Old Louisville District and St. James Court. CHECK
We then went to check out Cave Hill Cemetery but the gates were closed and we never went back to go in. We tried but weren't able to check it off of our bucket list. Sorry Colonal Sanders. RIP Silly Sheri kept saying she didn't get to see where KFC was buried. haha It ended up being the only thing we didn't get to do on our list.
We drove down Bardstown Road which was the first street I ever knew there. It was fun seeing a couple places that I recognized and remembered with all the little shops, restaurants and cafes. Just as we were approaching the freeway we saw the Krispy Kreme that I had driven by a thousand times and had never even gotten a donut from. It was the original Krispy Kreme {after learning so on Pinterest}, so we had to stop and get a donut or two. I mean we just had to. It ended up being our dinner that night in the motel along with our Derby Pie we had gotten to go.
See the original Krispy Kreme. CHECK
We headed back to the motel satisfied with what we had done that day. We watched the finale of the very last season of American Idol where La'Porsha didn't win! I jumped into bed and buried myself in the sheets discouraged with the American voters and wondering what the heck they're all thinking!!!

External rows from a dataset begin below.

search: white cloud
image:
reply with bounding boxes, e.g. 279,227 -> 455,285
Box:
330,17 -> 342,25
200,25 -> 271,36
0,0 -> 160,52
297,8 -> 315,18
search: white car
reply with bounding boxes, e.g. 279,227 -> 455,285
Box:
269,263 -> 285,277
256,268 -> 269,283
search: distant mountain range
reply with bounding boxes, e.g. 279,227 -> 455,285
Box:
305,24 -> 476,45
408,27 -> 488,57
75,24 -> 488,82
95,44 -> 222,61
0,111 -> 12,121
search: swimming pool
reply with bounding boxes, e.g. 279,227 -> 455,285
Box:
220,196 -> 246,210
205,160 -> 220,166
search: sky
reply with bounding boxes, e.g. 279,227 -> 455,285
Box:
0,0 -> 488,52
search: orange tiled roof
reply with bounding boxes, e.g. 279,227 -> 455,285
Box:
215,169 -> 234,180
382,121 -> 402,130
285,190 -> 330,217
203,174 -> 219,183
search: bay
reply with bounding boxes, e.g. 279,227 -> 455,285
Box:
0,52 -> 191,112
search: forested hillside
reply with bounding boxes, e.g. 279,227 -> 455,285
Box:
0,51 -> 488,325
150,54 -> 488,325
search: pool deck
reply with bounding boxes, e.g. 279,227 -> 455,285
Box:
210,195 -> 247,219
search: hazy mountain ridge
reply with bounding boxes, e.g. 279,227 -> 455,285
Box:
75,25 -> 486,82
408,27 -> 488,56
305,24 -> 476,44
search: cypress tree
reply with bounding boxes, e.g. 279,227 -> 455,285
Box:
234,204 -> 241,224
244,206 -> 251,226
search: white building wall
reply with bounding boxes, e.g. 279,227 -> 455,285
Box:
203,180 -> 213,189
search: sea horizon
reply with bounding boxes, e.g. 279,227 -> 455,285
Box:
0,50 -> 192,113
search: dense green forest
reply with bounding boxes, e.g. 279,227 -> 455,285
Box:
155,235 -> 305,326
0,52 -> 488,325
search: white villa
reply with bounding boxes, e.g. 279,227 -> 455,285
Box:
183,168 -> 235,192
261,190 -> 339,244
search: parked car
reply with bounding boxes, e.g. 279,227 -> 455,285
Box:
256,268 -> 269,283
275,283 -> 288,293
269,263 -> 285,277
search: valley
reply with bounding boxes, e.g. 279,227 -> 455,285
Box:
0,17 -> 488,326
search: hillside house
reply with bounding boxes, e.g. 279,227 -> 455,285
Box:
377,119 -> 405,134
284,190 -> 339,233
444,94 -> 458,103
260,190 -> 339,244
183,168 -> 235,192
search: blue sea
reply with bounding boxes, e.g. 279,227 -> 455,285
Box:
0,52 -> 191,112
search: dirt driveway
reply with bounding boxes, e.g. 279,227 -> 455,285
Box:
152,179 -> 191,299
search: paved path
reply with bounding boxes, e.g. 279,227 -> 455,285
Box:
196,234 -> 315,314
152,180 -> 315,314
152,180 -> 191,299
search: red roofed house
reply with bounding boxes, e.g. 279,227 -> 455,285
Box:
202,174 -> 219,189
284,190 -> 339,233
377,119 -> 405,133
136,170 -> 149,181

As I knelt in prayer that night, my heart was so full. I was so grateful for a husband that let me return on such short notice and not really question my needing to go. I was grateful that Sheri had come with me. The trip hadn't been the trip I had envisioned or dreamt of. Things had changed. Louisville was now only a place I had once lived. I was on a trip with my friend. A girls getaway. I would have sat there the next three days in my room waiting for my flight to take me back home. But she was there with me, and I was giggling the whole time having a fun trip with a good friend, sharing some of the most intimate times of my life. She was my third tender mercy.
As I continued to pray, I poured out my heart with gratitude for the woman that I've become because of the things that I've been through and experienced. I thought back and wondered how could it really have been twenty years ago? I was grateful for my children, the miracles, my relationship with my Heavenly Father, and coming to the realization that my accident and miracles simply happened there. That miracles can happen anywhere and I've continued to see them since I moved away. I was grateful that I was there. The opportunity to return. But home where my husband and children were, really is my favorite place on earth. I had received some closure to this almost sacred place. I could move on, enjoy my trip with my friend, and truly be content if I were never to return to Louisville again. I would always be grateful for the the experiences I had there, the people I knew, the growth in myself, and so much more. Realizing that was my fourth tender mercy. I discussed my feelings about the day with Sheri. She agreed that I had found some closure, and I told her that we were just going to have fun and see and do as much as we could the next couple of days. I was going to get to know the Kentucky I never knew.
Sheri and I did our normal night time routine looking up restaurants and making our to do list for the next day. I thanked Sheri for coming with me, turned out the lights, and went to bed happy.